Hatay Museum of Archeology
The Second Biggest Mosaic Museum of The World in Antakya / Hatay / Turkey.
The archeological research in Hatay has launched in 1932 under the supervision of the Louvre Museum, Baltimore Art Museum, Worchester Art Museum, and Princeton University. In 1936, the representatives Fogg Art Museum of the Harvard University and Dumbarton Oaks College joined the committee. Upon the request of the French Inspector of Syrian Antiquities, M. Prost, it was decided to establish a museum in order to bring together all of the items unearthed in the Sanjak. The museum plan was developed by M. Misel Eceser within the modern museum context. The characteristics of unearthed items were taken into consideration when the museum plan was improved. The construction was started in 1934 and completed in 1939.
Howard Crosby Buther from Princeton University had the excavations started. The excavations were carried out by the team of Charles Rufus Morey, Jean Lassus (archeeologist) and William Campbell. This team brought to light most of the mosaics which are on display today.
The Museum of Archeology houses some of the artifacts unearthed in the excavations carried out in Tell Cüdeyde, Tll Dahap, Catalhoyuk, Tell Taniat and Tel el Sheyik Mounds by the Chicago Oriental Institute between 1933 and 1939. Others were uncovered in El Mina location of Samandag Sistirict by Sir Leonard Wolley from the British Museum between 1937 and 1948. The excavations came to an end due to the World War II.
Excavated items had been kept in stores until 1939. Following the incorporation of Hatay into the borders of Turkey, the items were arranged in 9 years and the Museum of Archeology was opened for visitors July 23,1948. The museum was extended by an additional building which was constructed between 1969 and 1973. After that the museum exhibits were redesigned. The museum was reopened for the public on December 18, 1974. A new hall was designed for the Sarcophagus of Sidemera in 2000.
The history of mosaic goes back to the end of 4th millennium BC. Mosaics were firstley used as decorative element on the colums embedded in the walls in a temple at the ancient city Ouruk, southern Mesepotamia. These were the pieces of cockleshells, onyx and clay in geometric shapes. Their color were black, red and white. On the other hand, mosaics decorated jewels in Egypt.
Hatay Museum of Archeology occupies an importand place in the world in terms of its mosaic collection. It plays host tı the mosaics designed between second and fifth centuries A.D. Doro Levi, who put the mosaics into the chronological order, states that the characteristics of Hellenistic mosaic art such as naturalist appoach and richness in color survived with the Eastern style in Antakya. The common scenes on the mosaics were mythological and natural elements, daily life and abstract ideas. The names of artists are not encountered on the mosaics. It is known that the artists travelled for commercial purposes in the Ancient Period. The shadowing techniques and glass mosaics reveal the efforts of the Romans in order to reach perfection in the artof mosaics.
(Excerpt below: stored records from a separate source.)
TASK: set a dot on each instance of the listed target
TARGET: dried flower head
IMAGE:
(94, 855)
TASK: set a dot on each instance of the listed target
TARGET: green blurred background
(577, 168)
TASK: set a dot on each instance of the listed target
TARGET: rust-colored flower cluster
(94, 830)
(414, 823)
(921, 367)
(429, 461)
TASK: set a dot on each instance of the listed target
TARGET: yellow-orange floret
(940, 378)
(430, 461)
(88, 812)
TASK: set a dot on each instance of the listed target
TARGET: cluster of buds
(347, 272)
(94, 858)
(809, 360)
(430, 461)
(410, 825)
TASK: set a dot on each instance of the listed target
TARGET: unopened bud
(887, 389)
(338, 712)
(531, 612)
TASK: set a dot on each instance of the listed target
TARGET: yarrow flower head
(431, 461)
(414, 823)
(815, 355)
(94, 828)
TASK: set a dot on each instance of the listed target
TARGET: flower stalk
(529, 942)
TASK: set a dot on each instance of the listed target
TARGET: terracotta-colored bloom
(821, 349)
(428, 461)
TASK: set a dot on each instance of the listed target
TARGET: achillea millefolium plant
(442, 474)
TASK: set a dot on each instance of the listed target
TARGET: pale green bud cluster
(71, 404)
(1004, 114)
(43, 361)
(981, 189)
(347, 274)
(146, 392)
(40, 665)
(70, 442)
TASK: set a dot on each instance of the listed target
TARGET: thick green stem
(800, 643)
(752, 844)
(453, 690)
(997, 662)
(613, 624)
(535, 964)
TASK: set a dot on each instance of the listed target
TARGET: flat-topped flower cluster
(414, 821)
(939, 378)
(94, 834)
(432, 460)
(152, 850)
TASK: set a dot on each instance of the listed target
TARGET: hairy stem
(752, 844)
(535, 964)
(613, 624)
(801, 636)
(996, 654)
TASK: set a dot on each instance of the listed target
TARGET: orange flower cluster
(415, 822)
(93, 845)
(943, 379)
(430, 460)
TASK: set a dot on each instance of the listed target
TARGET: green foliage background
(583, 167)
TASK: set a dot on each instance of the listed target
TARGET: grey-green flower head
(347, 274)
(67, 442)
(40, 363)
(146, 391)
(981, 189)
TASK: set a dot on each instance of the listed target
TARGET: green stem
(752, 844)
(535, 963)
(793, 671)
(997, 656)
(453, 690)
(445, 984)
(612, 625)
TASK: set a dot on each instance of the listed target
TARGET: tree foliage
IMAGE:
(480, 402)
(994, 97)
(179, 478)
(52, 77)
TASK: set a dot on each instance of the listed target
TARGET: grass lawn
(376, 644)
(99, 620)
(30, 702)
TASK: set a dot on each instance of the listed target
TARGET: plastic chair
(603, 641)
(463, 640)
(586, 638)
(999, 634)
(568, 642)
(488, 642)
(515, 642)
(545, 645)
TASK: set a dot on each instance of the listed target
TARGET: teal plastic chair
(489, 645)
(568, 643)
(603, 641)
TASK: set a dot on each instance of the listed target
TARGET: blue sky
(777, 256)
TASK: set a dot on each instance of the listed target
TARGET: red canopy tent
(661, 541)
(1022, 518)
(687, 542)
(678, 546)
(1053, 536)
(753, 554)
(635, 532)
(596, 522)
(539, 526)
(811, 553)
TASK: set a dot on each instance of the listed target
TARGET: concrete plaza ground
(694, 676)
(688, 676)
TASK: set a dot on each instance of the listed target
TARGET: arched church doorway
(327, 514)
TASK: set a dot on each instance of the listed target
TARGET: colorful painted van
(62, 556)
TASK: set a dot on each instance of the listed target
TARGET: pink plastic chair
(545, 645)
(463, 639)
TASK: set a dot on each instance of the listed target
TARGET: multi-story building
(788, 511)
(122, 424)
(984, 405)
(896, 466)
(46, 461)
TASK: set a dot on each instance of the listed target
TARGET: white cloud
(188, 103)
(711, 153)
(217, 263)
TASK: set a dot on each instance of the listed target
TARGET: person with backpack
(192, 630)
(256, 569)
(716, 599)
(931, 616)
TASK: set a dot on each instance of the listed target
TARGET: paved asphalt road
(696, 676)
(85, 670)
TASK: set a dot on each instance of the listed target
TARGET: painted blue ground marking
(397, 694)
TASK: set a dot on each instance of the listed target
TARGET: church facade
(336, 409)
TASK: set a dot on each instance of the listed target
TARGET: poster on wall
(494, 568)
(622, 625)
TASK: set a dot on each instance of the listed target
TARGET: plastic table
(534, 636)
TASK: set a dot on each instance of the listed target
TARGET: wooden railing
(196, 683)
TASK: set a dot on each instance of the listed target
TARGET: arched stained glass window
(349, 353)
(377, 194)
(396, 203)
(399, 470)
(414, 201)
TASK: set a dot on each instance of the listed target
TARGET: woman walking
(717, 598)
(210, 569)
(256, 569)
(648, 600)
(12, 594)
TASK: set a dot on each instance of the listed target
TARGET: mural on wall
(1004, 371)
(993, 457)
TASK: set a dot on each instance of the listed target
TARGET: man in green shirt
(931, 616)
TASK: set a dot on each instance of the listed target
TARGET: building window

The multicolored and figurative floor mosaics demonstrate the welfare in Antakya during the Roman Periond. Moreover, the trasition period between the Roman Period. Moreover, the transition period between the Roman and Byzantine Empires can be observed through the stylistic and iconographic aspects of the mosaics. More specifically, the changes in life style while paganism was replaced by Christianity can be caughe in the mosaics.
Mosaic of Okeanos Tethys
Mosaic of Okeanos Tethys, which was found in Harbiye, dates back to the 4th century A.D. The Sea God Okeanos was one of the 12 Titan children of Gaia (Mother Earth) while Tethys is the Sea Goddess, sister of Okeanos.
Mosaic of Soteria
Unearthed in Antakya, Mosaic of Soteria is from the 5th century A.D. It was decorating the floor of a bathroom.
The Mosaic of Dancers
Unearthed in Samandag, the mosaic is from the 2nd or 3rd centuries A.D. Dancers with bells in their hands are depicted.
Mosaic of Orpheus
Found in Tarsus, Mosaic of Orpheus is from the 3rd century A.D. In the first panel, Zeus is taking Ganymedes (the most beautiful among the mortals, from the king family in Troy) by force to Olympos. In the other panel, Orpheus is playing an instrument. Orpheus is poet and the founder of Orphism.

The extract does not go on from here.